Sudah satu semester saya menjalani studi di sini dimana rasanya itu..... nano-nano. Terkadang apa yang diekspetasi dari awal tidak sesuai pada kenyataan. Begitupula sebaliknya apa yang tidak berada dalam benak pikiran ternyata hadir (sama aja di luar ekspetasi ya.. hehe). Tapi sebelumnya sedikit ulas serba serbi pendidikan di Jerman. Untuk biaya pendidikan, Jerman dengan murah hatinya membebaskan beban biaya pendidikan alias gratis...tis...tis... hehehe.. Akan tetapi mereka mengeluarkan beban biaya untuk kartu mahasiswa (semester ticket) tiap semesternya. Jadi dalam satu semester kita diwajibkan membayar sebesar 200-300 euro dan itu sudah mencakup biaya transportasi umum apapun di wilayah bagian kota tersebut selama enam bulan. Jika dikalkulasikan ya Alhamdulillah sangat memuaskan karena mau berapa kali naik bis, kereta, tram cukup tunjukan kartu kita. Untuk pendidikan sebagai seorang mahasiswa S3 Alhamdulillah tidak seseram yang dibayangkan. Supervisor saya terbilang ramah dan humoris bahkan. Ya namun jika bicara target penelitian, maka suasana serius dan mencenangkan pun kadang terasa. hehehe..

Jika dipikirkan sampai saat ini ternyata cukup banyak juga hal yang dilakukan namun sulit untuk mengekspresikan lewat tulisan. Waaaah... yang namanya membuat publikasi ilmiah itu suliiiit. Jika dirunut dari program kerja yang sudah didiskusikan sebelumnya dengan supervisor sih tetap berjalan. Tetapi tiba-tiba hidup seakan terhenti mendadak ketika menulis. Butuh studi literatur yang sangat mendalam dalam menulis yang saya sadari masih jauuuh dari hal tersebut. Selain itu ternyata masa jenuh pun sempat mampir duduk di pundak dan hati saya. Hal ini pernah saya dengar dari beberapa curhatan doktoran Indonesia di beberapa kota lainnya. Rasa ini timbul dikarenakan lelahnya kita melakukan hal yang sama berulang-ulang kali terlebih lagi saya tinggal di gedung yang sama dengan tempat kerja. Jadi jika ingin kerja tinggal ke lantai bawah saja. Sebaliknya malas sedikit tinggal tumpang absen saja selama 2 jam kemudian kembali ke atas (Hadeuuuh.. ). Salah satu solusi untuk menghilangkan rasa jenuh tersebut ya.. jalan-jalan. Ya... kegiatan di luar, bertemu banyak kerumunan orang, silaturrahim ke teman Indonesia di kota lain bahkan wisata keliling Eropa ternyata sangat ampuh untuk menyegarkan mood kita dan bersiap kembali kerja di hari berikutnya.

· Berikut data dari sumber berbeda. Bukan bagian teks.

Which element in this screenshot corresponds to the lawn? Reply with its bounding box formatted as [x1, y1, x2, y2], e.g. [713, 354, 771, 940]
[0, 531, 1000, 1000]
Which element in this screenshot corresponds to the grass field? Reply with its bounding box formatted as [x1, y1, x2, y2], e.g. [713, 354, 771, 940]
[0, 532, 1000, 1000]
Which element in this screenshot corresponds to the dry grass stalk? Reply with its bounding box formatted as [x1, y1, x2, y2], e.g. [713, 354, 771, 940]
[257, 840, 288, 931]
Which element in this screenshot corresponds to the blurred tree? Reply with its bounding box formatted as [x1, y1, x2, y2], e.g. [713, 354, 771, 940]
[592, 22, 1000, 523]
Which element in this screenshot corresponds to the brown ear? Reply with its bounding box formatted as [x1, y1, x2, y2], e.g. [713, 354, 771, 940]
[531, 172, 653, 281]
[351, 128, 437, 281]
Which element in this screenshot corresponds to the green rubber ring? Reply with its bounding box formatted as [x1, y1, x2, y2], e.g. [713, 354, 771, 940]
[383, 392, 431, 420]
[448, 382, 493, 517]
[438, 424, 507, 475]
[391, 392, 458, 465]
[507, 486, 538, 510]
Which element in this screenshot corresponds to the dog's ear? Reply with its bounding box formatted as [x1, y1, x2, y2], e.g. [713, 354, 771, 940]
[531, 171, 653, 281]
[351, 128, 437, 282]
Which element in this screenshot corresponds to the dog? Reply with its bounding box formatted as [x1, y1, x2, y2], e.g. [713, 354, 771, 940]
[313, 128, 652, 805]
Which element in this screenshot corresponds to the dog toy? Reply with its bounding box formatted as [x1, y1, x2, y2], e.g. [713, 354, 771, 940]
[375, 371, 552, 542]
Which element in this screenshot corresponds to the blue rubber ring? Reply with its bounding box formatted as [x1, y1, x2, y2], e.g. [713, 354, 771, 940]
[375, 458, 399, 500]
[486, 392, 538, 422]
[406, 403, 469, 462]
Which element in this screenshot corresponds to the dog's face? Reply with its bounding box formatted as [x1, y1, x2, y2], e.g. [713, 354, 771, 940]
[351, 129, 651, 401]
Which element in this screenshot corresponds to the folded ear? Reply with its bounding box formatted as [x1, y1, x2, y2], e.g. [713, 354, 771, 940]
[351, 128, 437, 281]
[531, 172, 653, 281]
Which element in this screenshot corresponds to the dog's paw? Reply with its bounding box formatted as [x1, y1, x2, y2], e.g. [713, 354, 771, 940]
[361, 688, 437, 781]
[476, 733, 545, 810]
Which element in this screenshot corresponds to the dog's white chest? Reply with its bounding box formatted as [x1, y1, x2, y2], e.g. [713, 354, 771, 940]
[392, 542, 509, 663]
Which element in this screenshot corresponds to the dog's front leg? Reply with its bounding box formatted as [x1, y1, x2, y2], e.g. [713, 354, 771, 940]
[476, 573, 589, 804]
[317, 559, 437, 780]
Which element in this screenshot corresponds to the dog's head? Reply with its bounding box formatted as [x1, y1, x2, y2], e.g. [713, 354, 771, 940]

Alhamdulillah, salah satu keuntungan penting yang didapatkan jika studi di luar negeri khususnya wilayah Eropa adalah akses antar negara cukup dekat dan murah. Selama satu tahun ini lima negara sudah bisa dicoret dalam daftar kunjungan wisata saya. Ada yang dalam agenda undangan pertemuan dari program beasiswa (DAAD), berkunjung ke tempat teman dan memang dikhususkan liburan hehehe. Allah memang baik banget mengizinkan saya untuk berkesempatan mengalami hal seperti ini. Jika ditarik bagaimana perjuangan mengurus administrasi beasiswa dan segala lika liku proses keberangkatannya benar benar sesssuatu deh. Insya Allah semoga apa yang dilakukan dan didapatkan selama ini dalam rangka beribadah kepadaNya saja. Tanpa izin dariNya saya mah apa atuh lah. Kata bahasa bapernya sih, aku mah bagaikan butiran debu saja hehehe. Akan tetapi terlepas dari itu semua rasa bersyukurlah harus senantiasa ada ya di dalam diri kita. Bagaimanapun kondisinya, baik itu senang dan sedih, di posisi atas maupun bawah. Pemeran utama yang menentukan itu semua tidak pernah berubah selain Yang Maha Kuasa. Semoga teman-teman bisa mendapatkan hikmah dari curhatan pengelaman saya sebagai mahasiswa PeHaDe. Semangaat untuk kita semuaa!!